Chapitre 7 : Sortie scolaire
Début janvier.
Les choses ne se sont pas arrangées pour Ginny.
Non seulement son retard plus que suspect quelques semaines plus tôt n'a pas arrangé sa réputation auprès du corps enseignant, mais en plus, elle s'est attaquée à Pansy Parkinson au point de l'envoyer à l'infirmerie.
Ou comment obtenir directement un rendez-vous chez la Directrice...
– VOTRE COMPORTEMENT DEPUIS CETTE RENTRÉE EST TOUT BONNEMENT INACCEPTABLE ! hurla le professeur McGonagall. Vous n'aviez jamais eu aucun problème de discipline...
Ginny leva un sourcil.
– ...Grave jusqu'à présent, aucun ennui scolaire, et voilà que vous oubliez carrément les règles élémentaires de l'école !

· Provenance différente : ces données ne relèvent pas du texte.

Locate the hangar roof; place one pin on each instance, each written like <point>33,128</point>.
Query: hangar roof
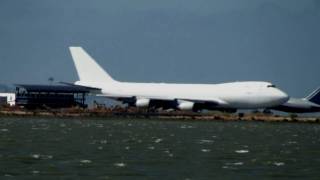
<point>53,88</point>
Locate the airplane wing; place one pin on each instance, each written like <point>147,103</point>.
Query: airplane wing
<point>166,102</point>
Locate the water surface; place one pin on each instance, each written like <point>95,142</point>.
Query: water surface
<point>39,148</point>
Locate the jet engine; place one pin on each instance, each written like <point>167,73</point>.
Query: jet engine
<point>185,105</point>
<point>141,103</point>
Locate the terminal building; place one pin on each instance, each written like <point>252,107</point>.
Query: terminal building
<point>50,96</point>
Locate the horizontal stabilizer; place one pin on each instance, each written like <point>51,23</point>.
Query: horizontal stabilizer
<point>314,96</point>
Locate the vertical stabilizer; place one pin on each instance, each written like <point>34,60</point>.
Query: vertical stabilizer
<point>314,96</point>
<point>87,68</point>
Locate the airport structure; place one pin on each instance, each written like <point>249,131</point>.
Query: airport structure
<point>50,96</point>
<point>8,99</point>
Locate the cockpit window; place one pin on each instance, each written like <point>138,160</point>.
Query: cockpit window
<point>271,85</point>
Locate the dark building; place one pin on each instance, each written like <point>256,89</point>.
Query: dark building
<point>50,96</point>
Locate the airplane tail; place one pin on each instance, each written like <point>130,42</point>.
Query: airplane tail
<point>87,68</point>
<point>314,96</point>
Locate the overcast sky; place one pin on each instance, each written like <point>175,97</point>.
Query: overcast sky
<point>186,41</point>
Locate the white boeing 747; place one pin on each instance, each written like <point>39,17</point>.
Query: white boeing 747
<point>225,96</point>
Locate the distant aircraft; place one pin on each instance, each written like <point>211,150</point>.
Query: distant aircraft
<point>308,104</point>
<point>195,97</point>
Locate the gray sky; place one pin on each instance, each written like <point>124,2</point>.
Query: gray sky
<point>187,41</point>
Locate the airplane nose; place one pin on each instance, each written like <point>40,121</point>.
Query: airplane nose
<point>282,96</point>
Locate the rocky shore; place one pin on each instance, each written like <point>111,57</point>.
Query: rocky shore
<point>118,112</point>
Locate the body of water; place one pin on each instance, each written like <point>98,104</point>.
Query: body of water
<point>39,148</point>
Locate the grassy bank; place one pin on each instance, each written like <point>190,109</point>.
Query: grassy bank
<point>136,113</point>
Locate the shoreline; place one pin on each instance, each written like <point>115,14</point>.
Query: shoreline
<point>174,115</point>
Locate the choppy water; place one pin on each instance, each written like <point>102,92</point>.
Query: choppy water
<point>152,149</point>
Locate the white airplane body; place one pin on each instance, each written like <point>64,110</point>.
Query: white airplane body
<point>236,95</point>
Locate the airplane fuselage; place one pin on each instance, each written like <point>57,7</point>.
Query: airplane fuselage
<point>236,95</point>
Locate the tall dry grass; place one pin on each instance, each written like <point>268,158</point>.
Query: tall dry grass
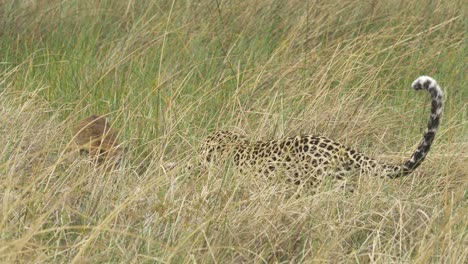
<point>169,73</point>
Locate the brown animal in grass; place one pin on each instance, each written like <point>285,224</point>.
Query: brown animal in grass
<point>96,139</point>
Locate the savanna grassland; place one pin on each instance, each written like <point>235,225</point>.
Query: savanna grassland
<point>167,73</point>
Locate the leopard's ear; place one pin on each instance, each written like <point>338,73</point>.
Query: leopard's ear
<point>95,138</point>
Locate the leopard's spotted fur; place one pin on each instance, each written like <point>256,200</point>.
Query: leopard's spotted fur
<point>309,158</point>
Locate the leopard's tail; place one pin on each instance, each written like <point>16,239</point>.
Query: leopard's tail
<point>429,84</point>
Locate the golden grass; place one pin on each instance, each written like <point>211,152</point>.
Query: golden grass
<point>169,73</point>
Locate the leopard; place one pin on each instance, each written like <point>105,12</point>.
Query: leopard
<point>309,159</point>
<point>95,139</point>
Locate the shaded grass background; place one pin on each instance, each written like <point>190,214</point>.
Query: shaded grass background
<point>171,72</point>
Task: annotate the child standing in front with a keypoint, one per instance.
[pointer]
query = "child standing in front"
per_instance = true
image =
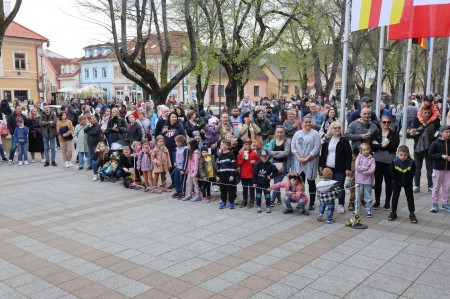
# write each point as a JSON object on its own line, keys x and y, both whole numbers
{"x": 364, "y": 177}
{"x": 21, "y": 135}
{"x": 226, "y": 171}
{"x": 263, "y": 172}
{"x": 246, "y": 160}
{"x": 181, "y": 159}
{"x": 144, "y": 163}
{"x": 328, "y": 191}
{"x": 207, "y": 174}
{"x": 403, "y": 170}
{"x": 161, "y": 164}
{"x": 440, "y": 155}
{"x": 192, "y": 172}
{"x": 294, "y": 192}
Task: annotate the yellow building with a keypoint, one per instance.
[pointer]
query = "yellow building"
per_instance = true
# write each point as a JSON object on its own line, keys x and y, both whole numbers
{"x": 20, "y": 71}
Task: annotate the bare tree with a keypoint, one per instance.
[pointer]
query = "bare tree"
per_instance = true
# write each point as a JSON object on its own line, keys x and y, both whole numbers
{"x": 6, "y": 20}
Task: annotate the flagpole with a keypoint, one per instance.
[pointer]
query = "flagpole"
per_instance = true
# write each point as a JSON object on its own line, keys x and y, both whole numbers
{"x": 406, "y": 95}
{"x": 444, "y": 100}
{"x": 345, "y": 65}
{"x": 380, "y": 70}
{"x": 430, "y": 66}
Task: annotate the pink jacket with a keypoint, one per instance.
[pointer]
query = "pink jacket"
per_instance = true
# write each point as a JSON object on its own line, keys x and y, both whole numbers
{"x": 364, "y": 170}
{"x": 298, "y": 191}
{"x": 192, "y": 167}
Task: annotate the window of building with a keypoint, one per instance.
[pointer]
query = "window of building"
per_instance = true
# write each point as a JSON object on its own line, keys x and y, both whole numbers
{"x": 21, "y": 95}
{"x": 220, "y": 90}
{"x": 19, "y": 61}
{"x": 256, "y": 91}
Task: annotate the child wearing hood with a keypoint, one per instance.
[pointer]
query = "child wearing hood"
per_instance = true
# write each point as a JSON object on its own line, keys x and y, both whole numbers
{"x": 328, "y": 191}
{"x": 364, "y": 177}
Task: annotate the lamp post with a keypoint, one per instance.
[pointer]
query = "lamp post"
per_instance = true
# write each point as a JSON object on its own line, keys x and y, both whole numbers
{"x": 42, "y": 76}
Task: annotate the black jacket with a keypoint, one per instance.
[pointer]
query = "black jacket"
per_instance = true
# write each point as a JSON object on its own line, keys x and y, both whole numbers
{"x": 403, "y": 172}
{"x": 343, "y": 160}
{"x": 260, "y": 172}
{"x": 437, "y": 149}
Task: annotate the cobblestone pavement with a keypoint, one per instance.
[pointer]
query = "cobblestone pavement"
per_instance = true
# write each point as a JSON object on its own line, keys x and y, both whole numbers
{"x": 64, "y": 236}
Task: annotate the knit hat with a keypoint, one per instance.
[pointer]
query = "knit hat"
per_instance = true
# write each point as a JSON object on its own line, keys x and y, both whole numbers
{"x": 327, "y": 173}
{"x": 443, "y": 128}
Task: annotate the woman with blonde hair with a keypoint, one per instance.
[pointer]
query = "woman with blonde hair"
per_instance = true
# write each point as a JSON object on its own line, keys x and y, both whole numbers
{"x": 336, "y": 154}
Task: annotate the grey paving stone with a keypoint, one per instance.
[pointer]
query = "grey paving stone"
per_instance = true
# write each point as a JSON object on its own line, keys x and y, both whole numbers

Ce n'était pas la première fois que Ginny entendait le professeur McGonagall crier aussi fort.
Mais la dernière fois, c'était lors d'un match de Quidditch, et elle avait un porte-voix…

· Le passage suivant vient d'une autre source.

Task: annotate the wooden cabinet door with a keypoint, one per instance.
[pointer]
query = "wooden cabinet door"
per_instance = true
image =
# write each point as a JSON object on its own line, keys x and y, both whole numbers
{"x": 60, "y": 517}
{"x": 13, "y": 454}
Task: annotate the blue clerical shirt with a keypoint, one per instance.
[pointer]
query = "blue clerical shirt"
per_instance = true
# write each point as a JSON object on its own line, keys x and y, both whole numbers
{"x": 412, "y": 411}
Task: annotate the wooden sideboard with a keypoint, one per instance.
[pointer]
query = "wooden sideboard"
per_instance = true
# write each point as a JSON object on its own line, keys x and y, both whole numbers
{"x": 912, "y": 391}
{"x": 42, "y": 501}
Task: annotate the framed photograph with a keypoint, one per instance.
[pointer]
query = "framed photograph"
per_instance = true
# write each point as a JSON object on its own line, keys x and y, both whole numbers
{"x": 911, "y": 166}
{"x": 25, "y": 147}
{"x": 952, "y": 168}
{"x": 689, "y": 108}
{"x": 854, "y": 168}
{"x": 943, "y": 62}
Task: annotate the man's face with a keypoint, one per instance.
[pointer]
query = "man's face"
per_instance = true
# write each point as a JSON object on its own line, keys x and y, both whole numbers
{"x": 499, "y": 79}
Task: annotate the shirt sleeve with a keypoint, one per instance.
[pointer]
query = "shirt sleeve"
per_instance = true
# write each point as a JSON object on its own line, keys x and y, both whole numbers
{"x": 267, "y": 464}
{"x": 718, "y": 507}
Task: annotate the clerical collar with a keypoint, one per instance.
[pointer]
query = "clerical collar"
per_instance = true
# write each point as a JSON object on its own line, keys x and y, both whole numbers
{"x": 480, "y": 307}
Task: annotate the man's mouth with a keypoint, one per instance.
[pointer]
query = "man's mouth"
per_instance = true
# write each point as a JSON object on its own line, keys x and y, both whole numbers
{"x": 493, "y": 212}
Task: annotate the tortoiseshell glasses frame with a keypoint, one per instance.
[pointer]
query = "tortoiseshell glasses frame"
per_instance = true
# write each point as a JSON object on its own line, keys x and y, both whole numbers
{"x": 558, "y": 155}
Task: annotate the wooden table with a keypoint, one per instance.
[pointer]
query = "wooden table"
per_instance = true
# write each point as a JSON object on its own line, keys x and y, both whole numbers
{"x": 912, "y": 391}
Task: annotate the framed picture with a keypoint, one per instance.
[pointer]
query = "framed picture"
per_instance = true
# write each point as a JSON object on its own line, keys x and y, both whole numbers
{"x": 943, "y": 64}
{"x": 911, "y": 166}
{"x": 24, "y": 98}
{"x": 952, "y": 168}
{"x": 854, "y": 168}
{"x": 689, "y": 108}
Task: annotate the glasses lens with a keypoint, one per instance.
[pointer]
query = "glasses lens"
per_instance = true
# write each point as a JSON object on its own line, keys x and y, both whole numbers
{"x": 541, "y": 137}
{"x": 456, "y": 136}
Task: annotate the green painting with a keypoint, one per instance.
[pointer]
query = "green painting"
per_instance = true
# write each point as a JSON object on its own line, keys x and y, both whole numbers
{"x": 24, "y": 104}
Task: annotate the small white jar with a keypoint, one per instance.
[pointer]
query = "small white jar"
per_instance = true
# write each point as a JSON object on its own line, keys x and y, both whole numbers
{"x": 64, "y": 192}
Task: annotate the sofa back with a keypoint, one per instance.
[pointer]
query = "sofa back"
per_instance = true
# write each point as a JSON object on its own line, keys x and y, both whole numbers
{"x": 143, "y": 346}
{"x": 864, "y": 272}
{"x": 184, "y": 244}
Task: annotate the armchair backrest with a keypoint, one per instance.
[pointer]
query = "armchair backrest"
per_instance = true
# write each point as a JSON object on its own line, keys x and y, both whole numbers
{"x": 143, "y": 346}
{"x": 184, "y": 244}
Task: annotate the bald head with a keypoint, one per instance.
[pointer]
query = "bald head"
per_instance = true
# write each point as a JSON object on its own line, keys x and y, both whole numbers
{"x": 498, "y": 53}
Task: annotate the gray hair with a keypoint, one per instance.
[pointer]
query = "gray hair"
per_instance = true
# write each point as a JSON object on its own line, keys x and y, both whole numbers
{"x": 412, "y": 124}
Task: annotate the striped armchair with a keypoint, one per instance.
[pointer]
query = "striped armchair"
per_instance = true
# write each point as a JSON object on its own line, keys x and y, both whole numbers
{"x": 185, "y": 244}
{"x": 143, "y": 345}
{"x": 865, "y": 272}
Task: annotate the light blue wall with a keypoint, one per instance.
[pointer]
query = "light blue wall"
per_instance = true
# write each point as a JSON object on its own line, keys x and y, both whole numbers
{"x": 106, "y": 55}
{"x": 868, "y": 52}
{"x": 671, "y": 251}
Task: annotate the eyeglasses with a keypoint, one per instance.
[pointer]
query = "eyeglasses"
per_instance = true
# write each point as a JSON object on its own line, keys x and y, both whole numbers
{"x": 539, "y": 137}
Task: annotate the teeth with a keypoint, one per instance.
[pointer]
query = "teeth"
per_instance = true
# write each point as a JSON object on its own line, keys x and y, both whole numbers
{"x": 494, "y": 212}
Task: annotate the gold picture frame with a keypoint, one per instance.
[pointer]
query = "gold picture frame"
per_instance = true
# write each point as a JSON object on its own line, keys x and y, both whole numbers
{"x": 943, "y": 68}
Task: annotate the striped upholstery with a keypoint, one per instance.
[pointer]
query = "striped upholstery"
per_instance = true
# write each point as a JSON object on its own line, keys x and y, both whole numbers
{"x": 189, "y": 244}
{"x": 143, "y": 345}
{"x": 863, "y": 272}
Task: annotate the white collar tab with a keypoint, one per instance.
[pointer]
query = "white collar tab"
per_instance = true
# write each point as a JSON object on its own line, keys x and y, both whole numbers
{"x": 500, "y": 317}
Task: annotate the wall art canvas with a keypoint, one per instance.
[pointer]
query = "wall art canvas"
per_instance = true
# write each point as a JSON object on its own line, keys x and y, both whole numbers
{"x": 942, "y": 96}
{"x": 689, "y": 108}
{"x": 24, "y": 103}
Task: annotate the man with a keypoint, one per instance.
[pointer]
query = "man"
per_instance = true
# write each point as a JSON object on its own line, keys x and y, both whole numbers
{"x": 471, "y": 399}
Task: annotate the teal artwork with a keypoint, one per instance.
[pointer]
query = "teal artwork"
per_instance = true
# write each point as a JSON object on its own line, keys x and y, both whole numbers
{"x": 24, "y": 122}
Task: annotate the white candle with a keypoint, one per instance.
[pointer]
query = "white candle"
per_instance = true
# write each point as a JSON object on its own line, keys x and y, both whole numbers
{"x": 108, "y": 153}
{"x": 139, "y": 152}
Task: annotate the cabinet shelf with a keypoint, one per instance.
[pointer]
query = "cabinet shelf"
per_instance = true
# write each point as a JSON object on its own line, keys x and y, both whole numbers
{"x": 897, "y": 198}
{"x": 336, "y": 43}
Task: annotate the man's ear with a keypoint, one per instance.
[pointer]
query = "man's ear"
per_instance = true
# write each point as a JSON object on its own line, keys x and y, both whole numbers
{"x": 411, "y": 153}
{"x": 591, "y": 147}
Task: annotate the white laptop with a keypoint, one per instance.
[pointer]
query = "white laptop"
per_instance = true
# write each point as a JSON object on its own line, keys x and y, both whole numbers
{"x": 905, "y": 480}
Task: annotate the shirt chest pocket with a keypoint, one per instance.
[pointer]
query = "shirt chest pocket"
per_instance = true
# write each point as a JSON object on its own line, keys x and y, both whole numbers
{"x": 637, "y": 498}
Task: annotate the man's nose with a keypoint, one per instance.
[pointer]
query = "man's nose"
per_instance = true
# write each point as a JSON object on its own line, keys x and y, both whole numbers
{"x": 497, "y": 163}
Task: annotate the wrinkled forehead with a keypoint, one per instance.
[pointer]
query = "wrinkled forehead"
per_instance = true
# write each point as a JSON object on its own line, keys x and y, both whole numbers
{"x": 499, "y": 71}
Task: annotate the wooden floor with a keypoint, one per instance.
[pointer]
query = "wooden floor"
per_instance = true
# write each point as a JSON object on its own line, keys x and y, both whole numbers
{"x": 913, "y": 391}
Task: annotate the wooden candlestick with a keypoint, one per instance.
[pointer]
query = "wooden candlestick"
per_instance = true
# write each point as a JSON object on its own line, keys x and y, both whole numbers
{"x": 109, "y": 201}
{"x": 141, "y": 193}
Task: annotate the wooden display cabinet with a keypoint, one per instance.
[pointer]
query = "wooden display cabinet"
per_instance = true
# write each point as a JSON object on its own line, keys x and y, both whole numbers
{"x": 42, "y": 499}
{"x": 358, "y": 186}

– Retard ! Insubordination ! Manque de travail ! Et maintenant, violences !
Ginny savait que tenter de justifier son geste était inutile : Harry avait connu le même genre de situation avec Malefoy, deux ans plus tôt.
De toute façon, quelles que soient les conséquences de ses actes, ça en valait la peine...
– À croire que vous voulez mettre en l'air votre vie scolaire ! continua le professeur McGonagall. J'aimerais bien savoir quel est votre problème !
Ginny voulu répondre "c'est un truc de filles, vous ne pouvez pas comprendre", mais elle préféra se taire. Cette réplique lui aurait certes apporté l'estime de la majeure partie de ses frères, mais étant donné l'état dans lequel était le professeur, il valait mieux ne pas en rajouter.
Le professeur McGonagall aurait pu servir de cobaye dans une étude physiologique sur le surmenage.
Elle paraissait complètement dépassée par les événements.
Des cernes supplémentaires s'étaient creusées sous ses yeux, signe que le repos ne devait pas avoir une grande place dans son emploi du temps. Son chignon avait perdu sa rigueur d'antan, tout comme ses vêtements, qui n'avaient pas dû être repassés depuis des semaines.
Elle semblait surtout crouler sous le travail.
Son bureau était couvert de papiers administratifs de tout genre, de rapports, de bilans, de programmes d'études, de devoirs de Métamorphoses à corriger, et d'autorisations diverses.
La décoration du bureau du directeur avait aussi été changée.
Les bibelots argentés du professeur Dumbledore, que Ginny avait aperçu la dernière fois, avaient été remplacés par des cartons, remplis à ras bord de dossier d' élèves plus ou moins épais. Il y en avait beaucoup d'autres réparti sur le sol, de tel sorte que seul un petit chemin permettait d'accéder de la porte d'entrée au bureau.
Et c'était sans parler des nombreuses cages, entassées à droite et à gauche, et remplies de rongeurs, de volatiles et de reptiles plutôt répugnants (attendant certainement d'être transformés en couvert ou en lacets par des élèves indélicats).
L'état du professeur McGonagall faisait peur à voir.
Cumuler les postes de Directrice, Chef de Maison et professeur de Métamorphose, sans adjoint, et avec des journées de seulement 24 heures, ne devait pas être de tout repos.
Après s'être arrêtée de s'égosiller, le professeur McGonagall s'assit dans son fauteuil, épuisée.
Ginny se redressa.
Comme toujours, après les réprimandes venaient la sentence.
Elle commençait (un peu) à regretter son geste.
Quelle que soit la punition, cela ne serait pas une simple retenue. Cela serait un problème de plus à gérer, et sans doute pas des moindres (Ginny envisageait d' ailleurs d'en faire une liste).
Le professeur McGonagall s'apprêtait à prendre la parole, quand soudain, quelqu'un frappa à la porte et l'ouvrit brusquement.
– Professeur McGonagall ! Professeur McGonagall !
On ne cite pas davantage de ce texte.